EARLY IN THE MORNING, I dress quietly and make my way to the front of the house. Usually my roamings take place in the middle of the night, in and out of rooms, as if I had lost something during the day which I need to recover after dark.
“Ignacio,” I call out when I get to the front gate.
I had caught the young driver by the front steps the day before and arranged for this drive to the cemetery. I offered him my change purse of pesos, but he refused. “I
t would be an honor,” he insisted.
An honor! A young man working for honor! I was impressed. In spite of our disappointing history, my people keep surprising me with their generosity of spirit. What is it that Martí used to say, Every time has its own evil but a human being can always be good? Or was it Hostos who said that, or was it Mamá, after all? The beautiful, the brave, the good—they are all running together in my head, into that great river of time that is now hurrying me along.
The morning is cool, rain on the trade winds coming off the sea. Soon we will edge toward our tropic winter, the waves going wild, the dark closing in earlier each day. I shiver thinking of those long, cold winters in Poughkeepsie and Minnesota and of the long eternity ahead of me. So much left to be done! And no children of my own to send into the future to do it.

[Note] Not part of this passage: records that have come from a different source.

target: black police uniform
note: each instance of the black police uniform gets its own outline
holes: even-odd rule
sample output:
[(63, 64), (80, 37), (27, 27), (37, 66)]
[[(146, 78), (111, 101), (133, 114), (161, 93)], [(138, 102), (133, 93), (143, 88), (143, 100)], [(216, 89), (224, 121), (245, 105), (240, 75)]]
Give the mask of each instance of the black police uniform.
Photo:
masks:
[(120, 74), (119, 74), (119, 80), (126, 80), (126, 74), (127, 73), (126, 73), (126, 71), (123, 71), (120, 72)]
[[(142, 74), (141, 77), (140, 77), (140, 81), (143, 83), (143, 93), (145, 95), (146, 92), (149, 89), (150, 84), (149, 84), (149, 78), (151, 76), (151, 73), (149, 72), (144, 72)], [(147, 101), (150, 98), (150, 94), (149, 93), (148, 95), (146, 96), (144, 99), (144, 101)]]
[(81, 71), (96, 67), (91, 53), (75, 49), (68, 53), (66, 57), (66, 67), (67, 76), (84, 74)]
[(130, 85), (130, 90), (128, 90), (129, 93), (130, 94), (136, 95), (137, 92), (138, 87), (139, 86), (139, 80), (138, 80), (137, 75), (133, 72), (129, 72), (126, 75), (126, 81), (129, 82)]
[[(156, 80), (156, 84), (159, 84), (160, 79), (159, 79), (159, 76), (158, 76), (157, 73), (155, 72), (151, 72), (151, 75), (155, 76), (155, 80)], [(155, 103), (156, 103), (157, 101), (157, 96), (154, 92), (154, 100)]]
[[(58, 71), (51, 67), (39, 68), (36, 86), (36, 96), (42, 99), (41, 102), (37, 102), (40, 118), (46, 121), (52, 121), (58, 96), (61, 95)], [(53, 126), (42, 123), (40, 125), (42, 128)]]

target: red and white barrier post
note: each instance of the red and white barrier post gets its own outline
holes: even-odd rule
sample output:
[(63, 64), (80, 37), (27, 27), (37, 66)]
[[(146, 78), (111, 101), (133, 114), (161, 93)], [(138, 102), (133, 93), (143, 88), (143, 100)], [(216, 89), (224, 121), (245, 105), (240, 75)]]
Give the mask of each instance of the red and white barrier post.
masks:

Not true! My Nancy in Poughkeepsie, my coffee sorters in Sierra Maestra, my Belkys, my Lupe, my Elsa in Santo Domingo—my own and not my own—the way it is for all us childless mothers who help raise the young.
The gates are already open by the time we arrive. I can smell the carnations, brought from the outskirts, being put out in their cans, a welcome scent after the stench of uncollected garbage on the city streets.
“Would the señora like some flowers,” a marchanta calls out after us, without much enthusiasm in her voice—a tic of selling, to offer wares to anyone passing by. The real buyers come later in their black Mercedes with shaded windows that do not expose their privileged grief to the curious passerby.
Ignacio knows the way, as he brings Don Rodolfo here often to visit Don Max and Doña Guarina. “I have to go take care of the car,” he reminds me after he has settled me on the stone bench that faces the family plot. We left the car by the entry turnabout—the sereno let us—so that Ignacio could help the old woman find her dead people before coming back to park it.